Nicola Vincent-Abnett

Nicola Vincent-Abnett
"Savant" for Solaris, Wild's End, Further Associates of Sherlock Holms, more Wild's End

Tuesday, 13 September 2016

The Delicate Art of Collaboration

Collaborating can be fun for writers, and a happy relief from the solitary life that we tend to lead.

There are two writers in our house. We work on our own projects a lot, and we’re perfectly comfortable doing that: working separately all day, and then coming together at mealtimes and in the evenings to do a bit of sharing. It’s nice, though, when we can sit in an office together, and mull over a joint venture.

The husband and I have developed a comfortable way of collaborating… Comfortable for us at least. We tend to tie down plots quite tightly, and then play a kind of relay race. I generally begin writing, and then he takes over when he’s ready or when I run out of steam, or he encourages me to keep going if what I’m doing enthrals him. We don’t wrangle much, and the husband tends to have the final say in most decisions… not that I’m not prepared to put up a fight, if I think it’s worth it.

I recently acquired a new collaborator.

The Dort and Me at the Guardians of the Galaxy Premier
Back in the spring, the dort asked me if I’d be interested in writing for the theatre. Well, of course I would. She managed to secure a slot to produce a play for the autumn term on the strength of her pitch, without even having a script in her hand.

She’s a force of nature, the dort. I don’t know how she does it, but when she sets her mind to it, she seems capable of doing just about anything.

Of course, once she'd secured the slot, I had the responsibility of writing a script.

The dort had a concept, and we talked through some ideas. Her approach is very visual, and a little more scattergun than mine, but, after a few sessions, I had enough material to begin scripting.

I haven’t worked in this medium before. The closest I’ve come to it is comic books, in which there’s a visual element as well as a written one. I generally write novels and short stories, and I like the idea that there are no filters between the writer and the reader. Theatre isn’t like that.

Theatre involves the director interpreting the text, and the actors interpreting the characters.

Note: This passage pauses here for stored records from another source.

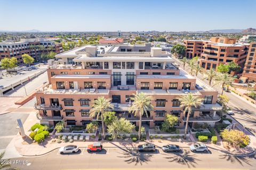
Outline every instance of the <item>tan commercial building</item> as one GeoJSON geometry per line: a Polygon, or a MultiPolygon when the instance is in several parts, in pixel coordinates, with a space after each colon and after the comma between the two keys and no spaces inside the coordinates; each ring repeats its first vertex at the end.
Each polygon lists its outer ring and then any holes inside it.
{"type": "Polygon", "coordinates": [[[48,69],[50,85],[36,93],[41,122],[85,125],[96,120],[89,112],[94,100],[103,96],[111,99],[117,116],[138,125],[139,117],[128,110],[131,97],[141,92],[154,98],[154,110],[148,117],[143,114],[143,125],[161,125],[167,114],[173,114],[179,118],[177,126],[183,128],[186,114],[178,98],[189,92],[203,99],[200,108],[193,108],[190,125],[220,121],[218,91],[180,69],[170,54],[150,46],[89,45],[57,55],[62,64],[48,69]]]}
{"type": "Polygon", "coordinates": [[[244,65],[243,76],[250,81],[256,81],[256,42],[250,45],[248,55],[244,65]]]}
{"type": "Polygon", "coordinates": [[[235,38],[213,37],[211,41],[186,40],[185,43],[187,55],[189,57],[200,56],[200,66],[206,70],[215,69],[221,63],[231,61],[243,68],[246,60],[249,44],[236,41],[235,38]],[[190,52],[190,49],[193,51],[190,52]],[[198,53],[199,51],[201,53],[198,53]]]}

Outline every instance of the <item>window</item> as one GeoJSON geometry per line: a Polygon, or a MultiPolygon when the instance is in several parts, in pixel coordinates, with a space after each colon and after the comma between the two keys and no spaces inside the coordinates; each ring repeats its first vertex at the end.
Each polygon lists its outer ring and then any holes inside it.
{"type": "Polygon", "coordinates": [[[165,99],[156,99],[156,107],[165,107],[165,99]]]}
{"type": "Polygon", "coordinates": [[[154,83],[154,89],[161,89],[162,90],[163,88],[163,82],[155,82],[154,83]]]}
{"type": "Polygon", "coordinates": [[[212,96],[205,96],[204,97],[204,104],[211,104],[212,101],[212,96]]]}
{"type": "Polygon", "coordinates": [[[170,82],[169,89],[177,89],[178,88],[178,82],[170,82]]]}
{"type": "Polygon", "coordinates": [[[134,84],[134,73],[126,72],[126,85],[134,84]]]}
{"type": "Polygon", "coordinates": [[[143,62],[139,62],[139,69],[143,69],[143,62]]]}
{"type": "Polygon", "coordinates": [[[108,62],[104,62],[104,69],[108,69],[108,62]]]}
{"type": "Polygon", "coordinates": [[[106,82],[97,82],[97,87],[98,89],[106,89],[106,82]]]}
{"type": "Polygon", "coordinates": [[[113,72],[114,86],[121,85],[121,72],[113,72]]]}
{"type": "Polygon", "coordinates": [[[126,62],[126,69],[134,69],[134,62],[126,62]]]}
{"type": "Polygon", "coordinates": [[[133,100],[131,99],[131,98],[134,97],[134,95],[125,95],[125,102],[126,103],[130,103],[133,102],[133,100]]]}
{"type": "Polygon", "coordinates": [[[85,89],[92,89],[92,81],[85,81],[84,82],[84,88],[85,89]]]}
{"type": "Polygon", "coordinates": [[[149,89],[149,82],[142,82],[140,83],[140,89],[141,90],[148,90],[149,89]]]}
{"type": "Polygon", "coordinates": [[[122,62],[122,69],[125,69],[125,62],[122,62]]]}
{"type": "Polygon", "coordinates": [[[121,69],[121,62],[113,62],[113,69],[121,69]]]}
{"type": "Polygon", "coordinates": [[[179,99],[173,99],[172,100],[172,107],[180,107],[180,101],[179,99]]]}
{"type": "Polygon", "coordinates": [[[74,89],[74,81],[69,81],[69,89],[74,89]]]}
{"type": "Polygon", "coordinates": [[[64,81],[57,81],[56,84],[57,86],[57,89],[65,89],[65,86],[64,85],[64,81]]]}
{"type": "Polygon", "coordinates": [[[161,73],[160,73],[160,72],[153,72],[152,74],[153,75],[160,75],[160,74],[161,74],[161,73]]]}
{"type": "Polygon", "coordinates": [[[167,72],[166,75],[175,75],[174,72],[167,72]]]}
{"type": "Polygon", "coordinates": [[[64,106],[74,106],[73,99],[64,99],[64,106]]]}
{"type": "Polygon", "coordinates": [[[89,99],[80,99],[80,105],[81,106],[89,106],[89,99]]]}
{"type": "Polygon", "coordinates": [[[140,72],[140,75],[148,75],[148,72],[140,72]]]}
{"type": "Polygon", "coordinates": [[[81,109],[81,116],[82,117],[89,117],[90,116],[90,110],[88,109],[81,109]]]}

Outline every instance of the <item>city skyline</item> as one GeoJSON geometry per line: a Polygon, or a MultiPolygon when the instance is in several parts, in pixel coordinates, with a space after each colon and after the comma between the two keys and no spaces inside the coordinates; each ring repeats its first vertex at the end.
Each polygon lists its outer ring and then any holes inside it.
{"type": "Polygon", "coordinates": [[[5,16],[2,20],[9,24],[0,26],[0,30],[196,31],[256,27],[251,22],[256,17],[253,12],[256,2],[251,1],[129,2],[3,1],[5,8],[0,13],[5,16]],[[24,19],[17,17],[19,13],[24,19]],[[242,24],[238,22],[241,20],[242,24]]]}

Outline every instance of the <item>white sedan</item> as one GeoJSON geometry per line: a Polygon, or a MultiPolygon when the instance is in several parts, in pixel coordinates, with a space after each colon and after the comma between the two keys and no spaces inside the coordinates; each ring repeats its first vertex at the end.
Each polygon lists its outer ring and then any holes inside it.
{"type": "Polygon", "coordinates": [[[59,149],[60,154],[75,153],[78,152],[79,148],[76,145],[68,145],[66,147],[62,147],[59,149]]]}

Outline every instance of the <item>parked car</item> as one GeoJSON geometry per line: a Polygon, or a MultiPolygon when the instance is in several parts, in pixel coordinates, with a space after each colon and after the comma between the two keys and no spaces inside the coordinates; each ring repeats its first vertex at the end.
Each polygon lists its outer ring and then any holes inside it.
{"type": "Polygon", "coordinates": [[[163,146],[162,149],[165,152],[179,152],[180,147],[176,144],[168,144],[163,146]]]}
{"type": "Polygon", "coordinates": [[[204,144],[196,144],[191,145],[190,147],[190,150],[193,152],[207,152],[208,148],[204,144]]]}
{"type": "Polygon", "coordinates": [[[62,147],[59,149],[60,154],[75,153],[78,152],[79,148],[76,145],[68,145],[66,147],[62,147]]]}
{"type": "Polygon", "coordinates": [[[140,144],[138,146],[138,150],[139,152],[150,151],[154,152],[156,150],[156,146],[152,143],[145,143],[140,144]]]}
{"type": "Polygon", "coordinates": [[[102,145],[101,142],[95,142],[92,144],[89,144],[87,147],[87,151],[90,152],[91,151],[100,152],[102,150],[102,145]]]}

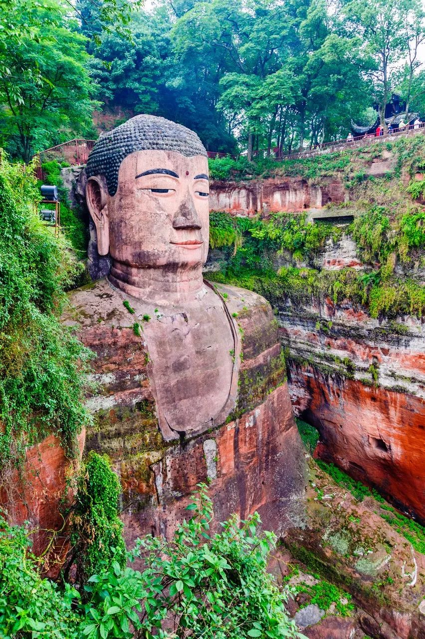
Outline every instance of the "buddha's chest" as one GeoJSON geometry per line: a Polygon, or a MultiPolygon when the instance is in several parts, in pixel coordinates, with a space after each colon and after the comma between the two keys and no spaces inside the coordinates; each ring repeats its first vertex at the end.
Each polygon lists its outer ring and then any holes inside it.
{"type": "Polygon", "coordinates": [[[199,432],[234,406],[235,334],[217,300],[144,325],[160,422],[172,431],[199,432]]]}

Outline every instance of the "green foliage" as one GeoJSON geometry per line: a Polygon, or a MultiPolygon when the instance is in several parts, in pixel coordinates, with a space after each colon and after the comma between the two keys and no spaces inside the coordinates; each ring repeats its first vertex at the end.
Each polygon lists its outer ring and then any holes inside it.
{"type": "Polygon", "coordinates": [[[129,313],[131,315],[134,315],[136,311],[134,310],[133,307],[130,305],[130,303],[128,300],[124,300],[123,302],[123,305],[125,307],[129,313]]]}
{"type": "Polygon", "coordinates": [[[400,535],[408,539],[415,550],[425,555],[425,528],[423,526],[394,509],[389,509],[387,514],[381,514],[381,516],[400,535]]]}
{"type": "MultiPolygon", "coordinates": [[[[101,484],[91,490],[106,509],[101,484]]],[[[276,540],[272,533],[258,532],[258,514],[242,522],[232,517],[211,534],[213,513],[204,484],[188,509],[193,518],[170,541],[151,536],[138,541],[128,558],[142,559],[143,572],[114,560],[88,580],[84,601],[69,586],[62,593],[41,580],[34,558],[26,555],[26,531],[1,522],[0,620],[6,636],[301,639],[285,608],[287,588],[278,588],[267,571],[276,540]]]]}
{"type": "Polygon", "coordinates": [[[328,238],[336,239],[340,234],[331,224],[307,222],[304,214],[277,213],[269,221],[210,214],[210,246],[224,249],[229,277],[261,275],[273,254],[283,250],[295,260],[311,259],[328,238]],[[232,250],[226,250],[229,249],[232,250]]]}
{"type": "Polygon", "coordinates": [[[425,212],[405,213],[400,220],[400,231],[408,249],[425,247],[425,212]]]}
{"type": "Polygon", "coordinates": [[[362,249],[366,261],[384,262],[392,245],[392,227],[384,206],[372,206],[366,213],[356,217],[352,224],[353,239],[362,249]]]}
{"type": "Polygon", "coordinates": [[[245,268],[235,273],[228,269],[208,277],[214,282],[255,291],[272,304],[286,298],[296,304],[308,302],[312,296],[324,301],[329,296],[336,304],[351,300],[355,305],[368,306],[373,318],[382,313],[390,319],[403,313],[421,317],[425,308],[424,286],[395,275],[382,281],[377,271],[362,273],[354,268],[317,271],[290,266],[281,268],[278,273],[271,270],[245,268]]]}
{"type": "Polygon", "coordinates": [[[0,459],[52,433],[69,454],[91,418],[90,353],[57,318],[74,276],[69,245],[38,220],[33,167],[0,164],[0,459]]]}
{"type": "Polygon", "coordinates": [[[81,259],[87,256],[88,228],[78,215],[78,212],[70,206],[68,194],[63,187],[63,180],[61,177],[61,169],[64,165],[66,165],[66,163],[59,164],[56,160],[52,160],[43,162],[41,168],[45,174],[46,184],[51,184],[58,187],[59,199],[61,203],[61,227],[76,251],[77,257],[81,259]]]}
{"type": "Polygon", "coordinates": [[[336,240],[341,231],[331,224],[306,221],[306,215],[278,213],[269,222],[259,222],[250,232],[256,239],[269,240],[280,251],[290,251],[294,258],[310,256],[323,247],[328,238],[336,240]]]}
{"type": "Polygon", "coordinates": [[[245,156],[237,160],[209,159],[208,166],[212,180],[246,180],[253,176],[269,178],[280,175],[318,180],[348,169],[352,157],[352,151],[345,149],[311,157],[288,160],[260,157],[248,162],[245,156]]]}
{"type": "Polygon", "coordinates": [[[425,190],[425,180],[412,180],[406,189],[414,199],[421,197],[425,190]]]}
{"type": "Polygon", "coordinates": [[[334,464],[327,464],[316,459],[317,465],[327,473],[338,486],[347,488],[359,502],[365,497],[373,497],[379,502],[380,515],[400,534],[408,539],[418,552],[425,554],[425,528],[417,521],[409,519],[389,505],[374,489],[370,489],[361,482],[355,481],[334,464]]]}
{"type": "Polygon", "coordinates": [[[26,19],[33,30],[22,28],[5,51],[0,42],[0,119],[8,150],[29,162],[34,151],[69,139],[70,130],[84,134],[91,127],[92,86],[86,38],[67,15],[68,5],[13,0],[12,7],[15,3],[21,27],[26,19]]]}
{"type": "Polygon", "coordinates": [[[211,249],[234,247],[234,253],[242,244],[242,236],[235,218],[228,213],[211,212],[209,215],[211,249]]]}
{"type": "Polygon", "coordinates": [[[359,502],[362,502],[365,497],[371,495],[371,490],[368,486],[361,482],[355,481],[334,464],[327,464],[321,459],[316,459],[316,463],[320,468],[331,475],[336,484],[347,488],[359,502]]]}
{"type": "Polygon", "coordinates": [[[309,604],[315,604],[322,610],[326,611],[334,603],[337,614],[341,617],[348,617],[352,610],[354,610],[351,595],[324,580],[312,585],[301,581],[295,586],[295,590],[297,594],[302,592],[309,596],[308,601],[301,606],[301,608],[309,604]],[[344,602],[345,599],[346,602],[344,602]]]}
{"type": "Polygon", "coordinates": [[[82,465],[71,517],[71,544],[77,583],[126,563],[123,523],[117,514],[121,486],[106,455],[91,450],[82,465]]]}
{"type": "Polygon", "coordinates": [[[320,436],[318,430],[299,417],[295,417],[295,422],[302,443],[310,454],[313,454],[320,436]]]}
{"type": "Polygon", "coordinates": [[[79,639],[79,619],[71,605],[78,593],[68,584],[61,592],[53,581],[41,579],[29,546],[27,531],[0,516],[0,635],[4,639],[79,639]]]}

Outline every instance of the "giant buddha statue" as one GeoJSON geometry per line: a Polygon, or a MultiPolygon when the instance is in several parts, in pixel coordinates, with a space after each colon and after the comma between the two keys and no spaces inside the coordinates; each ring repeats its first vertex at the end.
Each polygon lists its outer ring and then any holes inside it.
{"type": "Polygon", "coordinates": [[[129,538],[168,534],[211,483],[219,520],[299,523],[304,459],[268,302],[203,279],[209,178],[198,136],[140,115],[101,136],[85,170],[110,271],[73,291],[64,321],[96,354],[86,451],[108,453],[129,538]]]}

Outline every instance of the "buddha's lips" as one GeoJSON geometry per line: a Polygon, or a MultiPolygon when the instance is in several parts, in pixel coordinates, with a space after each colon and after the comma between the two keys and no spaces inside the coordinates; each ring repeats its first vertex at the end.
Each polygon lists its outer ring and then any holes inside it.
{"type": "Polygon", "coordinates": [[[172,242],[170,244],[175,244],[176,246],[183,246],[185,249],[198,249],[204,243],[199,240],[186,240],[186,242],[172,242]]]}

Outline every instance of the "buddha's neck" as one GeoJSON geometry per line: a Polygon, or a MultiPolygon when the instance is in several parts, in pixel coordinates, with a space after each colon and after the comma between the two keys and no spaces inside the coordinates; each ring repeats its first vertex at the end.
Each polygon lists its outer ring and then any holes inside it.
{"type": "Polygon", "coordinates": [[[193,299],[202,286],[201,266],[193,269],[140,268],[112,260],[108,279],[128,295],[152,304],[193,299]]]}

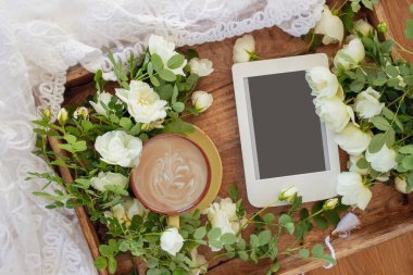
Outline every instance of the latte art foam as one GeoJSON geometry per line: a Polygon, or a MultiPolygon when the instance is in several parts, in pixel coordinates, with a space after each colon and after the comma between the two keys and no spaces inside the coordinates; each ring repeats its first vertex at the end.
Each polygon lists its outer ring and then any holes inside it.
{"type": "Polygon", "coordinates": [[[139,199],[160,212],[190,208],[208,184],[208,163],[201,150],[179,136],[164,136],[143,146],[133,183],[139,199]]]}

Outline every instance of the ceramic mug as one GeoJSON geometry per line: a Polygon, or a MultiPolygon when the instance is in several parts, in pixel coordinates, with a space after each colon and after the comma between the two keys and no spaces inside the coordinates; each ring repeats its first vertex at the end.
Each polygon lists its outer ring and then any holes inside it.
{"type": "Polygon", "coordinates": [[[211,185],[210,161],[193,140],[162,134],[143,143],[140,163],[130,175],[135,197],[153,212],[168,215],[179,227],[179,215],[195,209],[211,185]]]}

The dort’s directing this project, so I have the advantage of of being pretty close to the end product. I might even exercise my prerogative and sit in on some of the rehearsals, if I get the chance.

The dort gave me mostly visual notes to work from, and basic ideas about character. Her process is fluid… one idea leading to another, so I had quite a lot of material. Some of it was contradictory, and some of it was difficult for me to see past, but I was willing to make a start, and compromise as we went along.

Writing naturalistic dialogue isn’t easy, especially when that dialogue is all the words that will appear on the stage. Initially, the dort thought I’d simply write dialogue, but I found that impossible. So, I wrote a full script, with stage directions. Of course, if she wants to alter the directions to suit the space, the actors and her own interpretation of the piece, that’s good too. I wrote it this way for the ease of writing and not to control the outcome.

We’ve gone back and forth several times during the writing of the script. She’s given me notes, some of which I struggled to get, and when I wasn’t convinced, she very sensibly, and very pragmatically argued her points.

This is not ‘our’ project in the way that the husband and I make a joint work. This project is much more part me and part her. I impose some order on her thoughts, and she pours out more thoughts. It’s all quite delightful.

I’m at the editing stage now. The dort’s ideas about changes seemed big at the outset, but have ended up being only a nip or a tuck on the page: a little extra dialogue here, a scene change there.

We now have eighty-plus pages of script with built in wiggle-room, and clear ideas for the physical theatre elements, which the dort has planned to be a significant part of the whole.

Working on something new is exciting. Working in a new medium is stretching my skills close to their limits, and definitely out of my comfort zone, and working with a new collaborator is throwing up all kinds of alternative ways to communicate ideas.

This is fun!

It hasn't been without its moments of tension, but I think we’re going to end up with something quite exciting… something the dort, with her vision, expertise and experience, can turn into a compelling theatrical experience.


I wouldn’t have missed this for the World… And if I ever get the chance to do it again, I’ll jump at it.